The model is potentially valuable beyond the human admixture context. The motivating scenario also applies in naturally occurring admixture when a single visible trait (e.g. coat color, flower color) is regarded as a marker for ancestry in an admixed group (e.g. Alberts and Altmann 2001). Further, the analysis might be relevant to hybrid zones, where decoupling of traits from ancestry or from each other is sometimes observed in populations of heterogeneous ancestry (e.g. den Hartog et al. 2008; Fuzessy et al. 2014). Insights into homogenization of ancestry and phenotypes in admixed populations can also be useful for hybrid speciation, in which sustained positive assortative mating in the admixed population can lead to its reproductive isolation (Mallet 2005; Abbott et al. 2013). For non-human cases, phenomena of interest for model extensions include selective regimes that differ in the admixed and source populations, sex-biased mate choice, and assortative mating on socially learned behavior (e.g. Verzijden et al. 2012; Westerman et al. 2014).

Limitations

Our framework can accommodate various genetic architectures and admixture assumptions, including disassortative mating; however, it has numerous limitations. First, the model does not include sex bias during admixture, a common phenomenon in human admixture processes (Wilkins 2006; Goldberg and Rosenberg 2015; Adhikari et al. 2017; Micheletti et al. 2020). A recent genetic model does allow sex bias, but with no phenotype and with the assortative mating occurring by population membership rather than by admixture level itself (Goldberg et al. 2020).

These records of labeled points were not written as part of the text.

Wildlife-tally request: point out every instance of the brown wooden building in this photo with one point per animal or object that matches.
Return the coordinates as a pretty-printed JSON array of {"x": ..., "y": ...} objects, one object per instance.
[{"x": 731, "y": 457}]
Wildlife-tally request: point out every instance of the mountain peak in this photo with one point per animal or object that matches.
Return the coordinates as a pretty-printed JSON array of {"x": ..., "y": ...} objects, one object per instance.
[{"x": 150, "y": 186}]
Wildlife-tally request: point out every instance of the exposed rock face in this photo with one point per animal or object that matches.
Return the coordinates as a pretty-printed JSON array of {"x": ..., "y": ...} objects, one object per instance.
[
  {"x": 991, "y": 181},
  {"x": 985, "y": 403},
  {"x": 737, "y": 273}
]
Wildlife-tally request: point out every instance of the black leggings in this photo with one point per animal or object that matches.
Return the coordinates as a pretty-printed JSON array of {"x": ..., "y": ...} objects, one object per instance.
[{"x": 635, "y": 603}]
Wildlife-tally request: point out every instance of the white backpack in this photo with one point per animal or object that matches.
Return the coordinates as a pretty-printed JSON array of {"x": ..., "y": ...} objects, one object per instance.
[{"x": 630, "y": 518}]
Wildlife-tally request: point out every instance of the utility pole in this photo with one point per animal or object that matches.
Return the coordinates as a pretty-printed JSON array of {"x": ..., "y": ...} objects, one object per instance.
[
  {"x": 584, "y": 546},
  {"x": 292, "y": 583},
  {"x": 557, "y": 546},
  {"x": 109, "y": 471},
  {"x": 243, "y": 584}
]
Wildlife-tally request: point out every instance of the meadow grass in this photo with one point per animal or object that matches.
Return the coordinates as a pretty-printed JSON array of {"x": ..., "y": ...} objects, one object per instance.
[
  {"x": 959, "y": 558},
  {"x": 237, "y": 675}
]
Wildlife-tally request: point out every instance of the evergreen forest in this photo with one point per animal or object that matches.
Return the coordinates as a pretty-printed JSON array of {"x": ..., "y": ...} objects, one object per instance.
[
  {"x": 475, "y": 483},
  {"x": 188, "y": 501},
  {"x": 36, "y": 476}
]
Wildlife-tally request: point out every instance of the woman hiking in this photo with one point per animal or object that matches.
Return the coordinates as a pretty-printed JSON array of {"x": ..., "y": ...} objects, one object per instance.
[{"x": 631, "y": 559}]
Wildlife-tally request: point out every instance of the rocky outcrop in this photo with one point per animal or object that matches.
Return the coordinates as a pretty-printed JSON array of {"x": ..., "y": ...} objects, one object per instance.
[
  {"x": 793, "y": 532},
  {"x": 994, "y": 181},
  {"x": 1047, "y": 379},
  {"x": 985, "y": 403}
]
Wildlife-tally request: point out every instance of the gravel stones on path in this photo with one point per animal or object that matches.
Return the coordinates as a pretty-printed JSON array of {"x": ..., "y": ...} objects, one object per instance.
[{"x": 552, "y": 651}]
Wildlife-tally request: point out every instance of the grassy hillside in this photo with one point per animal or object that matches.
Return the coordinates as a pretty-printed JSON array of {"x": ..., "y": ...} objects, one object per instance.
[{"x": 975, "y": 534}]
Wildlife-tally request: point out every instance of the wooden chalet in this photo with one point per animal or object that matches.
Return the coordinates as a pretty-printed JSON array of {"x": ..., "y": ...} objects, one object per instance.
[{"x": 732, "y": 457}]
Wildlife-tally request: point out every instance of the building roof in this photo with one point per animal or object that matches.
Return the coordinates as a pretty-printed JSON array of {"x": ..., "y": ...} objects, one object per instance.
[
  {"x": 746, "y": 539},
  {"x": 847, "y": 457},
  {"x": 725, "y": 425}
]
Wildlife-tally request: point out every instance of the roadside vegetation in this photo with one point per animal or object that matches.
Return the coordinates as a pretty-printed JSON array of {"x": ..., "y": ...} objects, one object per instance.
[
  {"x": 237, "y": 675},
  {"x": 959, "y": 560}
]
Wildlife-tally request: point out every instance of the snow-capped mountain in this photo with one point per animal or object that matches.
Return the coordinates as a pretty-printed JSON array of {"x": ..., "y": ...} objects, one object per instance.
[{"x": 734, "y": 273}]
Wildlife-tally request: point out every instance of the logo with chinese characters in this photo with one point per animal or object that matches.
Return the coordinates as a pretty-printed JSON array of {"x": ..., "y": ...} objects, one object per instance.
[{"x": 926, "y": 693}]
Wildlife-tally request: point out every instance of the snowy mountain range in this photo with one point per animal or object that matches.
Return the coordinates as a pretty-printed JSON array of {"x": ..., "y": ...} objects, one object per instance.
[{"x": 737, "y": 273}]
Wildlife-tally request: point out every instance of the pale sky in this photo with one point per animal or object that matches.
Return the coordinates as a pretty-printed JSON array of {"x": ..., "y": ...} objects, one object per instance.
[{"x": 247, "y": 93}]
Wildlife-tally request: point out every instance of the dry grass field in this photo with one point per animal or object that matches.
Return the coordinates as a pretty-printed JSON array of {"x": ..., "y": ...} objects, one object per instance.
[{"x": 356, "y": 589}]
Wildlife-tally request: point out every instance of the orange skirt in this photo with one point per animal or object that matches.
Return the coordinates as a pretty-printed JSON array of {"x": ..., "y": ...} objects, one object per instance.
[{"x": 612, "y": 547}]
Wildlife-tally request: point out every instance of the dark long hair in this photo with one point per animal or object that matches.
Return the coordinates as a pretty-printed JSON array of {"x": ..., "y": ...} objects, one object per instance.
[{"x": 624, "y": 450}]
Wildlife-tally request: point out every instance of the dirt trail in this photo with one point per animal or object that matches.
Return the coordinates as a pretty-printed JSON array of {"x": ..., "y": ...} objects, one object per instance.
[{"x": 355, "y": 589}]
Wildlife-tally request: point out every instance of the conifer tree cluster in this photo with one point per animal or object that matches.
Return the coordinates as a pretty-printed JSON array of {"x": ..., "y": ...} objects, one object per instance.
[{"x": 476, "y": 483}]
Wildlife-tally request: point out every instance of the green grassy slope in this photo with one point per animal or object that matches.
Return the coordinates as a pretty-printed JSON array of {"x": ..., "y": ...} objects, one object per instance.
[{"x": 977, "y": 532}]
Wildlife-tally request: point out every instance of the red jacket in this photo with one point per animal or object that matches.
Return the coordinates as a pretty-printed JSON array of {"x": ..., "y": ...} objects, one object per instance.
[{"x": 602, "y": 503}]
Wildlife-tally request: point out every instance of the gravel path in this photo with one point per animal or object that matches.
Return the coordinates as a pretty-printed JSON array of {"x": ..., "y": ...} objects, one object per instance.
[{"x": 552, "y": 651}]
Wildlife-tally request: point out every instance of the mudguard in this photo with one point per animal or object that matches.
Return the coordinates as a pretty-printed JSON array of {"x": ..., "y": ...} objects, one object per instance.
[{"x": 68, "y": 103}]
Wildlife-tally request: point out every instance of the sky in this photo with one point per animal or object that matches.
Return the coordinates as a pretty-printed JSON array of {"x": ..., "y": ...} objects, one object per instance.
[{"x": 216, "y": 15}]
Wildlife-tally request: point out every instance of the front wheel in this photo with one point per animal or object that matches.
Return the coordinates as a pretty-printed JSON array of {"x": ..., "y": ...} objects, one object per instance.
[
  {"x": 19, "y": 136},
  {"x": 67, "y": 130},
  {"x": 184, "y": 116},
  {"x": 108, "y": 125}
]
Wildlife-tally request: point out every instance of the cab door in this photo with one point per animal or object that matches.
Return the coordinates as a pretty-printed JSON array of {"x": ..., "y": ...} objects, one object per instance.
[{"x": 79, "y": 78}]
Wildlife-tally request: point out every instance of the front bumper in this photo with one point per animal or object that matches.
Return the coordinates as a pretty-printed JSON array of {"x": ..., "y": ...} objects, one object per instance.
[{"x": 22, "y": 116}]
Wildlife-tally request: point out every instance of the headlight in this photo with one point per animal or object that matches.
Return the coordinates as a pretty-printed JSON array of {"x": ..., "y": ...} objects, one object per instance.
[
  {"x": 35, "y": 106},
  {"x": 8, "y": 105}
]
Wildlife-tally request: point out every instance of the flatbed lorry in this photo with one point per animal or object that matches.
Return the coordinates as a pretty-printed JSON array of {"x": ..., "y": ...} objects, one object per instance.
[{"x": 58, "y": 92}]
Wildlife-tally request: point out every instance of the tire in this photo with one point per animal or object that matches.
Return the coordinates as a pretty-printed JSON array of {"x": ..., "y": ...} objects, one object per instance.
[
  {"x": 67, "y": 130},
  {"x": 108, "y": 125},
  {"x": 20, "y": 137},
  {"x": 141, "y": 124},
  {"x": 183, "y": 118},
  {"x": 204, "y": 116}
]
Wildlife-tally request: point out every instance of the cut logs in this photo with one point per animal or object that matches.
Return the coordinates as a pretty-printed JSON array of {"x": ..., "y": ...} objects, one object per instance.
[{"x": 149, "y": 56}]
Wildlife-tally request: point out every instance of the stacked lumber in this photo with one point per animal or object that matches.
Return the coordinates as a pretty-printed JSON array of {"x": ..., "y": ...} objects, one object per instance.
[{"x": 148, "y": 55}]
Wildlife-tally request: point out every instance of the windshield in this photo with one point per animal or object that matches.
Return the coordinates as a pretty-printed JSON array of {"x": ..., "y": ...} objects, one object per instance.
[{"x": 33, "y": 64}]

We have also modeled individual admixture as the mean of parental admixture levels. Stochasticity during genetic transmission is not considered, nor is the finiteness of chromosomes; our approach amounts to assuming that the genome contains infinitely many independent segments. Thus, “genetic” admixture in our model measures idealized genealogical ancestry, assuming an equal mixture of ancestors from a specified number of generations in the past. This choice is reasonable in early stages of an admixture process (Gravel 2012), after which it will be informative to model the distinction between genealogical and genetic ancestry.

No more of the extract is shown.